Face aux échéances -le CSA a fixé 1er octobre prochain comme date butoir pour la remise des dossiers de candidatures à la radio numérique terrestre (RNT)-, un collectif de Radios Libres en Lutte s’est monté et invite les radios associatives, les animateurs et les auditeurs de ces radios à signer la pétition "Les radios libres au crible du numérique" et à se mobiliser le 6 septembre prochain pour faire entendre leurs voix lors d’une réunion publique d’information qui se tiendra dans les locaux de la station parisienne Aligre FM. Cette rencontre sera l’occasion pour la coordination de faire le point et de proposer des "actions à réaliser courant septembre".
Les Radios Libres en Lutte expriment en effet leurs inquiétudes : "Il y a plus de 25 ans, le mouvement des radios libres faisait tomber le monopole d’Etat sur la radiodiffusion et ouvrait la bande FM aux multiples expressions sociales, culturelles, politiques et musicales - aujourd’hui, le Conseil Supérieur de l’Audiovisuel lance la radio numérique terrestre dans des conditions qui mettent en péril les actrices et continuatrices de ce mouvement, les radios associatives non commerciales, dites de catégorie A. Le remplacement de la diffusion en FM par celle en numérique est présenté comme une évolution strictement technique, permettant de diffuser davantage de stations et d’associer au son des données supplémentaires (nom de l’émission et des invités, publicités, pochettes d’albums, météo…). Nous y voyons une mise en danger des radios associatives non commerciales, une volonté d’uniformisation du paysage radiophonique et la consécration d’une conception technocratique de l’audiovisuel.

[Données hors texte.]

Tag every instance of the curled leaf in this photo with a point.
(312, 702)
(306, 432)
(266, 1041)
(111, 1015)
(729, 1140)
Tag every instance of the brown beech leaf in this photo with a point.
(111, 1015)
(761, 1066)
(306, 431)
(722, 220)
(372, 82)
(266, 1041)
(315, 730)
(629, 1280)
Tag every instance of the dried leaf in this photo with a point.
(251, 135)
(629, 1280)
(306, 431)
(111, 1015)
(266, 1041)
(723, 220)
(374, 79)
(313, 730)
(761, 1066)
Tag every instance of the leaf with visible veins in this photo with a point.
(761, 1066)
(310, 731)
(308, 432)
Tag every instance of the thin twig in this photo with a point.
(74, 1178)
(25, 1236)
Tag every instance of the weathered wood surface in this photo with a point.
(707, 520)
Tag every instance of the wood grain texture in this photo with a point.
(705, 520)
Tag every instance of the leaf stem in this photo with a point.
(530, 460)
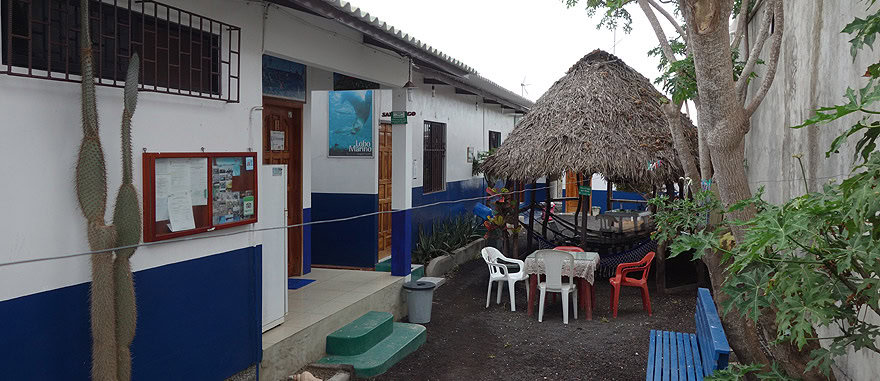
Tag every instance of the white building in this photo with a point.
(200, 296)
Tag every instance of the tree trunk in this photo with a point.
(724, 122)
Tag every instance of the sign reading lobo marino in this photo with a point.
(351, 123)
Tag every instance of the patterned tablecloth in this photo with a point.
(584, 265)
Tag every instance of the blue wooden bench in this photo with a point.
(688, 356)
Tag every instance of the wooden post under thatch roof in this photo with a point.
(601, 117)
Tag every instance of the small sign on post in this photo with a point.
(398, 117)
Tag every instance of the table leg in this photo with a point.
(589, 300)
(533, 289)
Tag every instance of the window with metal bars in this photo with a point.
(181, 52)
(434, 170)
(494, 140)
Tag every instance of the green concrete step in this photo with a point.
(360, 335)
(418, 272)
(404, 339)
(385, 265)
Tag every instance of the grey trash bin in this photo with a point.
(419, 295)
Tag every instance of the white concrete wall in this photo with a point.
(815, 68)
(468, 122)
(40, 121)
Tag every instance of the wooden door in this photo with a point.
(571, 191)
(384, 190)
(282, 144)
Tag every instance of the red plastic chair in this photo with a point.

La « diversité » numérique s’annonce davantage comme la multiplication de programmes clonés que comme une ouverture aux alternatives, aux minorités et aux expérimentations." Ces radios dénoncent ainsi les logiques de colonisation, de rentabilité, de contrainte, de verrouillage et de consommation qui accompagnent la mise en place de la RNT.
Elles s’inquiètent également du financement de la diffusion numérique par les radios associatives puisque le FSER, une des principales sources de financement des radios associatives, va voir ses moyens largement diminués avec l’arrêt annoncé de la publicité sur la télévision publique. "A ce jour, non seulement aucune compensation du FSER n’est décidée pour qu’il puisse maintenir ses subventions, mais aucun financement spécifique n’est effectif pour le passage au numérique." La coordination souhaite notamment que les pouvoirs publics garantissent la place réservée aux radios associatives au sein de la RNT par la mise en place de subventions d’équipement.